Tuhaf bir distopik gelecekte devrim yaratanlar, ırk ayrımcılığıyla mücadele edenler, lise aşklarının kalp kırıklığıyla tanışanlar, yoksul bir mahalleden çıkıp imkansızlıklar içinde var olmaya çalışanlar… Çağdaş kadın edebiyatının zeki, güçlü ve kararlı beş kadın karakteri ve en heyecan verici hikayeleriyle tanışın.
Dört romandan oluşan seri uzun soluklu bir arkadaşlık öyküsü. Çağdaş kadın edebiyatının önemli figürlerinden, gizemli yazar Elena Ferrante çok satan roman serisinde 1950’ler Napoli’sinin yoksul bir mahallesinde başlayıp bambaşka yerlere uzanan türbülanslı ancak bir o kadar güçlü bir arkadaşlığı konu alır.

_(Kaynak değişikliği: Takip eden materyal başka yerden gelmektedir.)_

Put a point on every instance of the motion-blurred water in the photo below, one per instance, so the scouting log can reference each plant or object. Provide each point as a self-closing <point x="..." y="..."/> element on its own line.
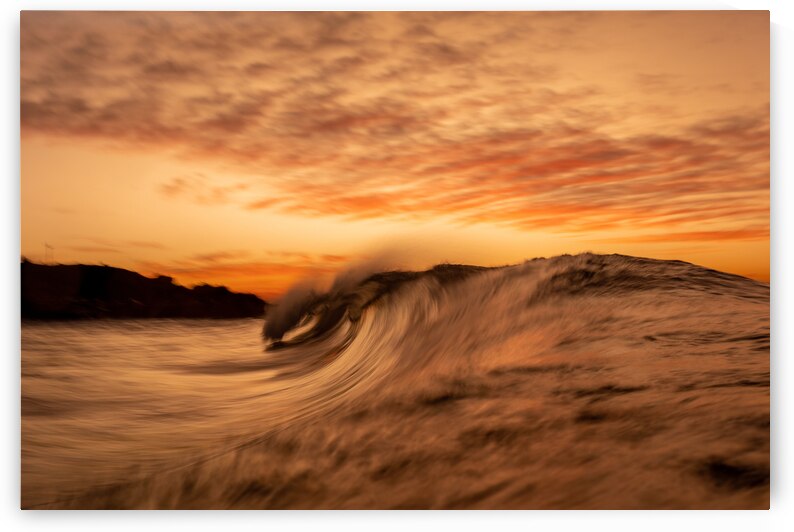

Lenù ve Lila büyüyüp yaşamın basamaklarını kimi zaman el ele kimi zaman ayrı ayrı tırmanırken okur, İtalya’da olan bitenlere ve ülkede yaşanan değişimlerin bu arkadaşlığa nasıl tesir ettiğine de tanıklık eder. Anne-kız ve arkadaşlık ilişkilerinin çağımızdaki belki de en büyük gözlemcisi Ferrante, bir yazarın takınabileceği en dürüst ve filtresiz tavırla böylesi arkadaşlıklarda kıskançlığa, öykünmeye, nefrete, sevgiye ve başka sayısız duyguya yer olduğunu zengin bir kültürel arka planla ortaya koyar. Dünyayı kasıp kavuran serinin dizi uyarlamasını izlemeyi de tercih edebilirsiniz, ancak yorumlara bakılırsa Lenù ve Lila’nın hikayesinin keyfine romanlarla varılıyor…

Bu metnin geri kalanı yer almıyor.